Son propos ne nie pas les difficultés, ni la pression sur les éleveurs. Mais il rappelle une réalité : le loup n’est pas responsable du déclin de la consommation d’agneau, effondrée de 47% en dix ans.
Selon lui, « Les loups disent beaucoup sur notre façon d’appréhender la nature, le sauvage et tous nos fantasmes par rapport à ça ». « Nous sommes souvent à côté de la plaque et ils nous remettent en place », nous a confié le réalisateur à l’issue de la table ronde.
Pressions politiques, préfets fragilisés, FNSEA omniprésente
Plusieurs intervenants ont décrit un fonctionnement institutionnel préoccupant : préfets sous pression directe des syndicats agricoles, coups de fil ministériels, et une administration environnementale progressivement subordonnée au ministère de l’Intérieur.
« On assiste à un glissement antirépublicain : la science est balayée, les lobbys décident, et l’État renonce à son rôle », a résumé Gilles Rayé.
Le déclassement du loup apparaît alors comme le résultat d’une stratégie politique, non d’une évolution scientifique pour les intervenants.
Chiens de protection : efficaces, mais avec des limites réelles
La table ronde n’a pas évité le sujet sensible : les conflits d’usage. La question des chiens de protection, souvent présentés comme une solution indispensable face au retour du loup, a occupé une place importante dans la table ronde, tant leurs limites concrètes suscitent aujourd’hui des tensions : attaques de patous sur des chiens de randonneurs, difficultés de cohabitation dans les zones très touristiques où les flux humains sont importants, ou encore problème du « sur-équipement » canin observé dans certains massifs, où le nombre de chiens dépasse parfois la capacité réelle d’encadrement des troupeaux.
La question du chien de protection n’a plus rien d’anecdotique : elle est devenue un véritable enjeu social, touristique et même vétérinaire, révélateur de la complexité croissante de la cohabitation entre activités humaines et faune sauvage.
Sur les nouveaux fronts de colonisation : la vraie bombe à retardement
Dans le Limousin, la Bretagne, le Poitou, la Corrèze… l’arrivée du loup bouleverse des élevages non préparés, aux paysages “bocagers”, où les outils de protection alpins ne sont pas adaptés.

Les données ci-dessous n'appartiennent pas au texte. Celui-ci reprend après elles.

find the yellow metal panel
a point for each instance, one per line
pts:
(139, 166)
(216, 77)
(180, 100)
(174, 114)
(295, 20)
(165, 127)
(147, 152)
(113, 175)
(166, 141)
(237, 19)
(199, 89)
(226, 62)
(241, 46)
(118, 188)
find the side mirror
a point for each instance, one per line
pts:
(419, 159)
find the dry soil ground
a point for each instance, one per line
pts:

C’est là que la politique publique est la plus défaillante selon les intervenants.
Alex Lathullière l’a parfaitement résumé :
« C’est toute notre agriculture qu’il va falloir repenser. Le loup n’est qu’un révélateur. »
Braconnage, dépénalisation, battues administratives : le grand risque de 2025
Le déclassement du loup ouvre la voie à un tournant risqué en 2025, avec l’assouplissement des règles de tir, la possibilité de battues administratives sur décision préfectorale et la fin de l’obligation de protection avant d’abattre un animal.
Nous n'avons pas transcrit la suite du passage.